Sortis sur le label Mille Plateaux aujourd’hui défunt en 1995 (Gas), 1998 (Zauberberg), 1999 (Königsforst) et 2000 (Pop), ces quatre albums ici réunis visent davantage l’expérience à vivre, bien loin du carcan lounge visant la tapisserie de fond. Car comme a pu le faire en son temps Brian Eno avec ses architectures sonores sans début ni fin (notamment Music For Airports) où les repères habituels abdiquent, l’Allemand imagine un dancefloor mouvant, planté dans l’ombre des forêts ou des montagnes, secoué par une rythmique 4/4 sourde visant à l’hypnose.
En ces fins de nineties, Gas paraît hors du temps, la faute à l’obsession de Voigt à décontextualiser ses sources musicales par des boucles de sampler, sources par ailleurs issues d’univers absolument non-électroniques. Des cuivres, des polka, des opéras de Wagner et l’ensemble du folklore allemand se voient découpés en si fines tranches, répétées, décalées ou superposées, qu’aucun repère fixe n’est possible. Happé dans le flux et reflux des émanations produites, l’état est proche d’un somnambulisme nocturne. Sous acides.
Ainsi, si Gas pose les bases d’une nouvelle forme d’ambient-house onirique, Zauberberg y surajoute une dimension épique, sorte d’opéra d’altitude en plusieurs actes se déroulant au cœur de la nuit, où l’on frôle des dangers palpables une heure durant.
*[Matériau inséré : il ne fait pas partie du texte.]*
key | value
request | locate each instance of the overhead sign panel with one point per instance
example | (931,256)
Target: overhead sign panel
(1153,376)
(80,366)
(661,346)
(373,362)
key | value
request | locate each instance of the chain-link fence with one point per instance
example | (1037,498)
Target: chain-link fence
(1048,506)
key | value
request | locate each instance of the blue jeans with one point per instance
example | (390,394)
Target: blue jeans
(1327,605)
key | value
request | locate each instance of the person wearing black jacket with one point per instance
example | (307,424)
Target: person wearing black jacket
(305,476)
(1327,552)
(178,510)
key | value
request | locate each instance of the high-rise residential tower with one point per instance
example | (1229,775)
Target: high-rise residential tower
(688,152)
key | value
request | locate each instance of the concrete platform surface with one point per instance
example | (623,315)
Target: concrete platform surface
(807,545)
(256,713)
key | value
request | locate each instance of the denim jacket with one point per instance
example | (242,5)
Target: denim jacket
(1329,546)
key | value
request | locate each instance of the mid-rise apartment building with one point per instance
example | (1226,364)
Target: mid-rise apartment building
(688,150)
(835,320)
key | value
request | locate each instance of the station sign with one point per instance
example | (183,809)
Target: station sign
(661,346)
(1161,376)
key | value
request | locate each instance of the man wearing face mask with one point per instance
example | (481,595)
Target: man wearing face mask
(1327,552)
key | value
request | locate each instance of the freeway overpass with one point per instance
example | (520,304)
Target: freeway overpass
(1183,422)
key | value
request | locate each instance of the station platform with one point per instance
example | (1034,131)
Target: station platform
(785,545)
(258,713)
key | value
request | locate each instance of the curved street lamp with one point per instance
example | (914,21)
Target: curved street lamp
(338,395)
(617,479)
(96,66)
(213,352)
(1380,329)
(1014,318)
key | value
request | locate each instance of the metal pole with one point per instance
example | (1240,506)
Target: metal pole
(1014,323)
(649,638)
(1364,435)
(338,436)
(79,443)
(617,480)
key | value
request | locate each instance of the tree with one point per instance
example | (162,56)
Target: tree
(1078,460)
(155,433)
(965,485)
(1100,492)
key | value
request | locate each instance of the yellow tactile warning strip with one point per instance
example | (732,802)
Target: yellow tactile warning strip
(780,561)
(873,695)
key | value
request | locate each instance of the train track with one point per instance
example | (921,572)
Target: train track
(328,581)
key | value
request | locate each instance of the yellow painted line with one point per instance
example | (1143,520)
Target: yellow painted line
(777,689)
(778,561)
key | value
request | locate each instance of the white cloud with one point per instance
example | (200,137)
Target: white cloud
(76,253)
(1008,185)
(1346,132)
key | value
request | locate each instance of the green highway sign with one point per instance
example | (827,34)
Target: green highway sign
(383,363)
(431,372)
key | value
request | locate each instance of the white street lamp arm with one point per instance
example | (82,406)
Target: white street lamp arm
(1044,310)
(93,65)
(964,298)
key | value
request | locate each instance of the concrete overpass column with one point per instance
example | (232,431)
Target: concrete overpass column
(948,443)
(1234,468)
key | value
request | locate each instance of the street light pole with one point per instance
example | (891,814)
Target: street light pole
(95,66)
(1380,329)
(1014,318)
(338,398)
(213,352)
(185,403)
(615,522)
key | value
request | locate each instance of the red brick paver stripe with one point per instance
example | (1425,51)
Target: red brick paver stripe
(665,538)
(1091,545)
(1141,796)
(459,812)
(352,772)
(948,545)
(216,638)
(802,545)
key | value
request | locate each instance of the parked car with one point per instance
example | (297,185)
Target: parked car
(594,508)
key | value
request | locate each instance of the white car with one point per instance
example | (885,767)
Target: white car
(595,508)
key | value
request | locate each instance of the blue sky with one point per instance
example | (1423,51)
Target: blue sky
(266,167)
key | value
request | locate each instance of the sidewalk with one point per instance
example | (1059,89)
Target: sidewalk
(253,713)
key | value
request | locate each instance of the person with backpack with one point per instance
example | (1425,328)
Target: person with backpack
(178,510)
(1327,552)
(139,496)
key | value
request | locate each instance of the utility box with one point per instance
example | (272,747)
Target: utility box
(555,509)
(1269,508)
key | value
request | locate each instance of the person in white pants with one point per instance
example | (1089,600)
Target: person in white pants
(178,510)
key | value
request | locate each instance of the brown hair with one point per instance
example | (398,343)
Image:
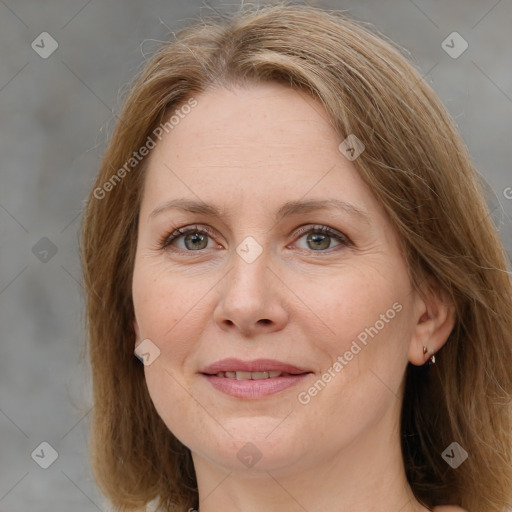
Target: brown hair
(418,167)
Moins sombre, Königsforst développe les idées du sampling en décalage, les compositions évoluant davantage vers d’autres lumières, entre magie et féérie du sous-bois, mais toujours sans qu’on puisse le déceler de manière consciente. Le cinquième titre, usant de cors et trompettes lointaines en échos répétés, redéfinit le concept même de musique symphonique. Enfin, l’aboutissement de Pop, d’une richesse de sons stupéfiante, complète idéalement les trois autres œuvres par l’utilisation de sons plus naturels (cascade, grillons). Variant les thématiques mais gardant toujours une forte cohérence, Pop s’avère en fin de compte une immersion dansante très estivale en pleine nature.
Et aujourd’hui, nous mesurons mieux la descendance naturelle de Voigt, qui reprend cette nouvelle manière de concevoir l’électro en développant certaines de ses idées. De talentueux viennent ensuite du label Kompakt, comme le Suédois de The Field, ou le danois Mikkel Metal, voire les américains Rod Modell et Deepchord, développent tous une électro-ambient ouverte sur l’extérieur sans en renier les aspects plus dansants.
Il manquera juste à cette intégrale les titres inédits sortis sur d’autres compilations. Toutefois, dès août 2008 le label Raster-Noton propose à ceux qui en redemandent une édition photo des magnifiques visuels utilisés pour les albums, accompagné d’un cd d’inédits enregistrés entre 1989 et 1998.